Acute post‐transfusion hepatitis C in Taiwan: Evaluation of two generations of hepatitis C virus diagnostic enzyme immunoassay

A total of 461 patients at the Veterans General Hospital, Taipei who had received blood transfusions since March 1981 were followed prospectively with serum biochemistry tests and viral hepatitis markers before and after the blood transfusions, periodically for at least 6 months. Sixty‐three (13.7%) patients developed post‐transfusion hepatitis (PTH). Of the patients with PTH, 71.4% were found to have antibody to hepatitis C virus (anti‐HCV) seroconversion during the 1 year follow‐up period by the first‐generation of the hepatitis C virus (HCV) enzyme immunoassay (EIA) antibody test, but the second‐generation EIA detected an increase to 88.9%. All sera positive by the first‐generation EIA were also positive by the second‐generation EIA. Their mean incubation of serum alanine aminotransferase (ALT) elevation was 6.5 weeks. The mean interval between the day of blood transfusion and the onset of active anti‐HCV seroconversion was 18.3 weeks if tested by the first‐generation EIA, but shortened to 9.5 weeks if tested by the second‐generation EIA. Of 49 acute PTH C patients who were followed up for more than 1 year, 32 (65.3%) still had abnormal serum ALT levels.
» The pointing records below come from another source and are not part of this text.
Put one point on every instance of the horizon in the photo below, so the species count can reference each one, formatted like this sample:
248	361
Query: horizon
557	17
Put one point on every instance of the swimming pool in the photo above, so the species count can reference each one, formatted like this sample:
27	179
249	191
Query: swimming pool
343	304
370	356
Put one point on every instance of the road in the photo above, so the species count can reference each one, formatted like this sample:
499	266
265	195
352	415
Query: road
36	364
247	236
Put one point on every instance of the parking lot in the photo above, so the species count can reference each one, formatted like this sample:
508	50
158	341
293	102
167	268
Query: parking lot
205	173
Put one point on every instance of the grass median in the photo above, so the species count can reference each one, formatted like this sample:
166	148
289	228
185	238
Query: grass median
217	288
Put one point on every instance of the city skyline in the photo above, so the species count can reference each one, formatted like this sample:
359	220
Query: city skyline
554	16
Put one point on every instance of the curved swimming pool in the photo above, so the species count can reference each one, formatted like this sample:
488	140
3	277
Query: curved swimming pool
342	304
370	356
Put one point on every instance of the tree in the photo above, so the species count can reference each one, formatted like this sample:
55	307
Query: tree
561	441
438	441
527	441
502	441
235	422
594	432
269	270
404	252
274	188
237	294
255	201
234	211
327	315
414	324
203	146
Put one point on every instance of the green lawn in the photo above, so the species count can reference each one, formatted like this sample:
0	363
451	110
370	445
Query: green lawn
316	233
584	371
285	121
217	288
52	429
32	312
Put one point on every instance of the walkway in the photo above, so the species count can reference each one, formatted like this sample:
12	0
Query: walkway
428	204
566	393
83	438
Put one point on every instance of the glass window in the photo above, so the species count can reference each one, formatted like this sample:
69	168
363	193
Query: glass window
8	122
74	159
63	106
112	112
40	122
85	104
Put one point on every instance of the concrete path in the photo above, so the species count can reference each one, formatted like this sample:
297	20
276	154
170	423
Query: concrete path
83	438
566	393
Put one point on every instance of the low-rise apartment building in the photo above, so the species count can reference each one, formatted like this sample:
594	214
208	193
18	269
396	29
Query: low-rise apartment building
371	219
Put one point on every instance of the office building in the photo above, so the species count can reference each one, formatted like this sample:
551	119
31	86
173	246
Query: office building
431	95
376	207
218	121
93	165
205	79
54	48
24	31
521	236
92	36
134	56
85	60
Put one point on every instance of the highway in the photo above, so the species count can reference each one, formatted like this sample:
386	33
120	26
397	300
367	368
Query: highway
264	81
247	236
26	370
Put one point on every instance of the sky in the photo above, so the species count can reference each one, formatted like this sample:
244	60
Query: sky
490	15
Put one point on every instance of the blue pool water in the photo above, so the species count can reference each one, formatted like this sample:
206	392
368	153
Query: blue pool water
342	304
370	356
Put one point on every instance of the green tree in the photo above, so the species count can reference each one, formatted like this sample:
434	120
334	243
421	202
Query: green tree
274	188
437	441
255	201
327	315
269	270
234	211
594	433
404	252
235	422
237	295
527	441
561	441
The results of this study demonstrate that acute hepatitis C is a frequent and important complication in blood transfusions in Taiwan. The second‐generation HCV antibody EIA derived from HCV genes encoding both capsid and non‐structural proteins is more sensitive for detection of HCV infection than recombinant c100‐3 assay derived from the non‐structural region of the viral genome only.